Files are stored on the disk in what is called called clusters (a group of disk sectors). Size on disk refers to the amount of cluster allocation a file is taking up, compared to file size which is an actual byte count. The lowest cluster size for FAT32 is 1, so if the actual file only needs a small portion of the cluster, the size on disk for that file will reflect the entire cluster as being used. This is why when you check the properties tab of a file (using Microsoft Windows), you will usually see the size on disk size is larger than the file size.
 
The size of the file (bytes), is the true size of the file itself. Depending on the size of the clusters (2k, 4k, etc.) the size on disk will show differently. For instance, if you have 4k clusters, a 512 byte file will "take up" a full 4k cluster. Due to DOS's habit of putting bytes anywhere it wants, the afore mentioned 512 byte file may inhabit part of many clusters. This is the purpose of "Defragging", it puts the bytes back together in one place. (This is a simplistic explaination of what goes on in the background of a hard drive, actually it's much more complex!)
 
Or you can liken file storage on the hard drive as being like a wall of small lockers. If you save a large file, it will occupy a certain number of lockers, filling several plus a bit of the last one.

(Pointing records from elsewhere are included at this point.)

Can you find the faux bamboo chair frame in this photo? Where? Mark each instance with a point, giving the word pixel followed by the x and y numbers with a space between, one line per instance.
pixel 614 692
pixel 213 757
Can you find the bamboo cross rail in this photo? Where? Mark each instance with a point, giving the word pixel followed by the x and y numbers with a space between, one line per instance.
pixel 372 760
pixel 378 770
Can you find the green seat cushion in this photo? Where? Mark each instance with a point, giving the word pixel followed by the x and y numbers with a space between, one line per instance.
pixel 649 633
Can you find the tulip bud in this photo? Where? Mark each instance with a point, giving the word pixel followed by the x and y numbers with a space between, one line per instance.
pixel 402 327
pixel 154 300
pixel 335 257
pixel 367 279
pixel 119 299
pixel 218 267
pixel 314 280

If, however, you save a very small file, such as an internet cookie, you only use a very small bit of one locker, but the whole locker has to be recorded as used, as no two files can share the same locker. (This would be cross linked files and lead to corruption.)

This difference between the size of the actual file - 100 bytes, say, and the size of the locker it has used up - 4,096 bytes for example, is known as 'slack space'. The smaller the file, the worse the waste becomes.

The best way to minimise this slack space is to choose a cluster size (locker) as small as possible if the files to be saved are generally small in size.

Just for interest's sake, right click your COOKIES folder and look at the difference between the total size of the files themselves, and the room on the hard drive it has acually taken up.

Andy.

Regards, Andy.
**************************************
My pathetic attempts at learning HTML can be laughed at here:
 
as a worst case example, FAT16 for a 2.1 gb partition uses 32k cluster sizes. So batch files for example, which are small text files mostly, waste probably 31k per file.

This is a limitation of the cluster addressing scheme which was partially resolved with 98 and greater with FAT32 and NTFS.

Ed Fair
Give the wrong symptoms, get the wrong solutions.